September 27, 2006

Poor children in a rich country


The above picture shows the green grass of the Spreebogen Park in front of the Berlin main rail station (Hauptbahnhof) and besides the Chancellors office. On 20th September a German NGO called the Deutscher Kinderschutzbund E.V. laid out 200,000 such blue flags in Spreebogen Park and other places in Berlin to protest negligence bythe government of the same number of poor children in the German capital. It is now official that one in six out of the 15 million children in Germany are living under poverty. Many of these children will not complete their education and will have poor health conditions. Because their parents are unemployed and social benefits cannot sustain the family well.

According to 2005 statistics:
The upper 10 percent of households controls approximately half of Germany’s wealth, while the bottom 50 percent possess less than 4 percent of the total. While the rich and super-rich have been able to record astronomic increases in their fortunes, poverty is extending into wider and wider layers of society. More persons are insolvent than ever before: an estimated 8 percent of all households, or about 3 million people.
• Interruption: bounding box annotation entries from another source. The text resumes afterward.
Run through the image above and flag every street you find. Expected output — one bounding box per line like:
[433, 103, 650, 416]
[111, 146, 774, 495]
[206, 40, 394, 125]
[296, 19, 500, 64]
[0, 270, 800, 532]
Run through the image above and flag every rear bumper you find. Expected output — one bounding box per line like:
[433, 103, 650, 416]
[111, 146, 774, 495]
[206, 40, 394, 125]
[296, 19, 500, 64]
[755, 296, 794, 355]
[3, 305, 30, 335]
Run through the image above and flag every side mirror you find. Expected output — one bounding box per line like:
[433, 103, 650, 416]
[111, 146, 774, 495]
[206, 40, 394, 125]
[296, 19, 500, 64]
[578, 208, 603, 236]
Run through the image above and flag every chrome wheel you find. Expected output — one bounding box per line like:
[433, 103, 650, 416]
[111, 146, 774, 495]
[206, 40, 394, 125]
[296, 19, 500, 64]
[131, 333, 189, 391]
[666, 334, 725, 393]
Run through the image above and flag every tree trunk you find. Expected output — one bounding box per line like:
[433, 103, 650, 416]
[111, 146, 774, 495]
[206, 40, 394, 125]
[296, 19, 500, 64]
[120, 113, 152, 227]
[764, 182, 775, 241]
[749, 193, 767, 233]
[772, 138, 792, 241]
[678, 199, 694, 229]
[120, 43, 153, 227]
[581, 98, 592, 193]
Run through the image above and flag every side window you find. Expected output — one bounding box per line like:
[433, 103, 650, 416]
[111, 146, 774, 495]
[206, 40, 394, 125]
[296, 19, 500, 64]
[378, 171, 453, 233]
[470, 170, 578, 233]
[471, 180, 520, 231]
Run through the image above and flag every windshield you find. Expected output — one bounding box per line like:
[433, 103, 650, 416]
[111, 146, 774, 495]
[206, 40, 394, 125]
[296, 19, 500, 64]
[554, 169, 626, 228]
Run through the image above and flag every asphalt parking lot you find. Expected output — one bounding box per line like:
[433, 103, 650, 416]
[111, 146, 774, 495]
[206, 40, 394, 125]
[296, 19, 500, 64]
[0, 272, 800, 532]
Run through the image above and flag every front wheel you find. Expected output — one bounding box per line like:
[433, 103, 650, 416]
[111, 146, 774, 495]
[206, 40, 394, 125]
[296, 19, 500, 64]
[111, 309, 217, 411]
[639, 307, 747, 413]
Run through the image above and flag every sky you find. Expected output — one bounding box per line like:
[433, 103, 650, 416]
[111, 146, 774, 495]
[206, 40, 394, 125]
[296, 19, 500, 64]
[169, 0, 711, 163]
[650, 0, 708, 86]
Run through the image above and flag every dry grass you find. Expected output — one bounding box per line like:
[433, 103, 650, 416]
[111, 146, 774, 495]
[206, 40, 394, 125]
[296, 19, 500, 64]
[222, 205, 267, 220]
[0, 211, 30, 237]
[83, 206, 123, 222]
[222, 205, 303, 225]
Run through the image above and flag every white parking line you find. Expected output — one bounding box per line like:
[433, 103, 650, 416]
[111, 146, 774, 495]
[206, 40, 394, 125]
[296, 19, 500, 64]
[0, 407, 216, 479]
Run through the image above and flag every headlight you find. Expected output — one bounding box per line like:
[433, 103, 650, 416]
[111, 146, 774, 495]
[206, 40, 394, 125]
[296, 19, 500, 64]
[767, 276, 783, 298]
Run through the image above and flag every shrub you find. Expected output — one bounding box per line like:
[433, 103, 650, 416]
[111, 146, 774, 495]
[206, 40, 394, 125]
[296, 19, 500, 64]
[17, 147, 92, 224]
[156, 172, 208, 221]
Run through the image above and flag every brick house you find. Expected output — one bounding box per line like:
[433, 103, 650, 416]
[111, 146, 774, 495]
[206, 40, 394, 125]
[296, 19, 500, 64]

The growth of social misery is also expressed in the poverty rate, which indicates how many households earn less than 60 percent of average income and lie below the poverty threshold. In 2005 the poverty rate in Germany was 17.3 percent—the highest rate in Germany’s postwar history. Every fifth citizen lives in poverty in East Germany and a half million live in poverty in Germany’s capital city, Berlin.

The biggest single cause of increased poverty are the Hartz IV regulations implemented by the former SPD-Green government, which reduce unemployment relief to levels lower than social welfare assistance. At a stroke, the Hartz IV measures have led to an over 10 percent increase in the rate of poverty in unemployed households—from approximately 50 percent before the reform to approximately 63 percent in 2005.

One of the hardest hit groups is children. Since 2004, i.e., the start of the Hartz IV measures, the number of children living in poverty has doubled, with 2.5 million living from social welfare relief. One sixth of all children under the age of 15 live in poverty; in some cities this rate is one in three.
Berlin faces the 1990s fate of Washington, DC: of being a bankrupt city with a rich political ghetto. After unification in 1990 Berliners hoped to regain their role of industrial hub and gateway to central Europe. Instead, the city lost two-thirds of its jobs in manufacturing, which now employs fewer than 100,000 in a population of 3.4m. Almost half of the population live under social benefits.

Signs of poverty are now evident in Berlin. Beggars are common in U Bahn (underground) stations. You will see young men and women cleaning front mirror of cars in traffic stops and demanding money. In a busy street once in a while some one stumbles on you asking for some change. Meanwhile the heap Kurfurstendamm (similar to New York's fifth avenue) boast glittering designer shop windows with cloths starting from 3000 Euro. The world class infrastructure and well spread public transports portray a different picture. Berlin is the poorest state in Germany, the tourists will disagree.